L’isolation des combles figure parmi les travaux de rénovation énergétique les plus rentables, car les déperditions de chaleur par le toit sont souvent les plus importantes dans un logement mal isolé.
En bref
- Diagnostiquer l’état actuel de l’isolation avant tout achat de matériel.
- Distinguer combles perdus et combles aménagés, car la technique diffère.
- Prévoir une épaisseur d’isolant suffisante pour un vrai gain thermique.
- Ne pas négliger la ventilation pour éviter les problèmes d’humidité.
- Faire appel à un professionnel pour les combles aménagés ou difficiles d’accès.
Diagnostiquer avant d’agir
Avant de choisir une technique d’isolation, il est utile de faire un état des lieux : présence ou non d’un isolant existant, son épaisseur, son état général. Ce diagnostic permet d’éviter de superposer un nouvel isolant sur un ancien déjà dégradé, ce qui limiterait l’efficacité globale des travaux.
Combles perdus ou combles aménagés
| Type de combles | Technique courante |
|---|---|
| Combles perdus | Isolation par soufflage de laine |
| Combles aménagés | Isolation par panneaux rigides ou rouleaux entre chevrons |
Les combles perdus, non habités, se prêtent bien à une isolation par soufflage, rapide à mettre en œuvre. Les combles aménagés demandent une technique plus précise, généralement confiée à un professionnel.
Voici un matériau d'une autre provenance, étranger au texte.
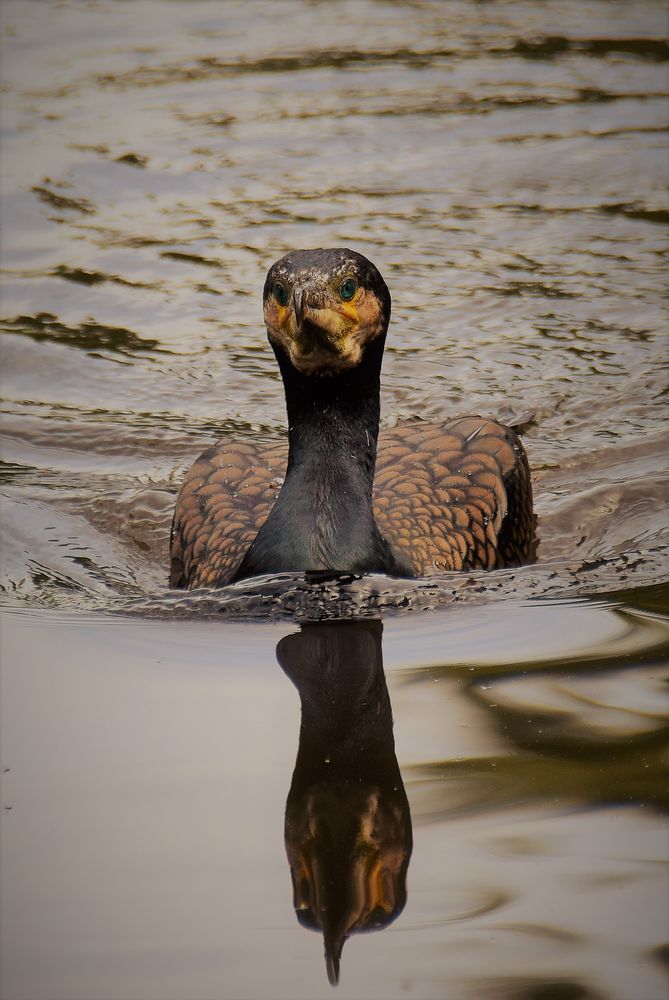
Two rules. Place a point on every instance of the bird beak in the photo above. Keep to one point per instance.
(298, 307)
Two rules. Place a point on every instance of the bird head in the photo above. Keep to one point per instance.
(323, 307)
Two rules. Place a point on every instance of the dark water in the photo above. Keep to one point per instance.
(504, 164)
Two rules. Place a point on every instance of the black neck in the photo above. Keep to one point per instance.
(322, 518)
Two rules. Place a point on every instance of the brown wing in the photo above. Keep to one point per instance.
(225, 498)
(455, 496)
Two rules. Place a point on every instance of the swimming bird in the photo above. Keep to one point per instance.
(419, 499)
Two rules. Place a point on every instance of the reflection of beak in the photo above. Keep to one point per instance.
(298, 307)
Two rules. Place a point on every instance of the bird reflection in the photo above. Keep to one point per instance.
(347, 826)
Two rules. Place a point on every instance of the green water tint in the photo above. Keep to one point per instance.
(504, 165)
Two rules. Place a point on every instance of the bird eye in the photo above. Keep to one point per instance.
(280, 293)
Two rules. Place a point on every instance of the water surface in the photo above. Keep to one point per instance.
(504, 164)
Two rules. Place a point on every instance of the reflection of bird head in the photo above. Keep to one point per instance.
(348, 825)
(348, 850)
(322, 307)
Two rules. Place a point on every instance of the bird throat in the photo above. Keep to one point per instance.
(322, 519)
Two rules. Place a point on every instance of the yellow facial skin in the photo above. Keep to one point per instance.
(321, 333)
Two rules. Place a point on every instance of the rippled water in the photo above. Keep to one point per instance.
(504, 164)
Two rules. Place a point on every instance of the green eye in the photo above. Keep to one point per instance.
(280, 293)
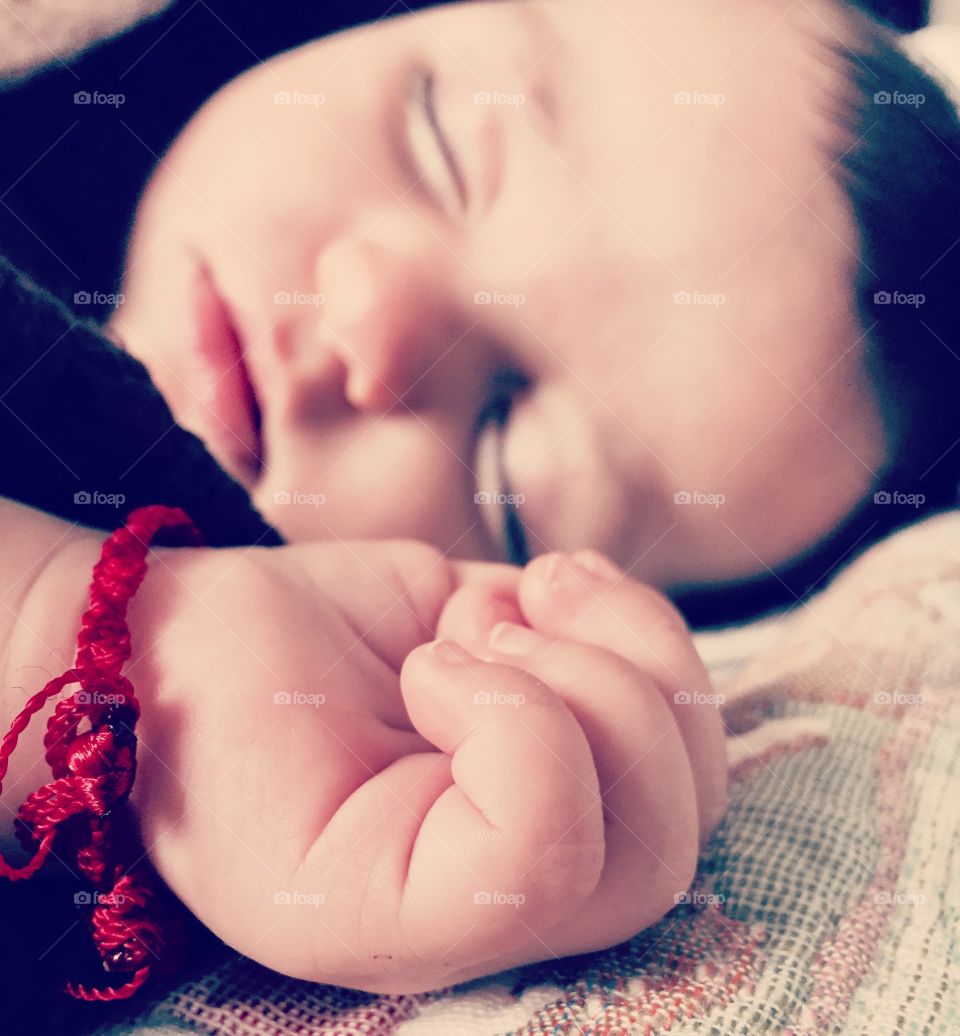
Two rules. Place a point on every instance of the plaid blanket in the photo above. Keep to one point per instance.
(826, 901)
Choisir la bonne épaisseur d’isolant
Une épaisseur insuffisante réduit fortement l’efficacité des travaux. Pour des combles perdus, viser 300 à 400 mm de laine soufflée permet d’atteindre un bon niveau de performance thermique, avec un effet direct sur la facture d’énergie du logement.
Ne pas oublier la ventilation
Une isolation mal pensée peut favoriser l’apparition d’humidité si la ventilation n’est pas maintenue. Il est essentiel de conserver une circulation d’air suffisante sous la toiture pour éviter tout risque de condensation.
S’entourer d’un professionnel pour les cas complexes
Pour des combles aménagés ou une configuration de toiture particulière, faire appel à un professionnel reste recommandé. Cela permet d’éviter les erreurs coûteuses, avant de s’attaquer à d’autres postes comme la plomberie ou l’électricité dans le cadre d’une rénovation plus globale.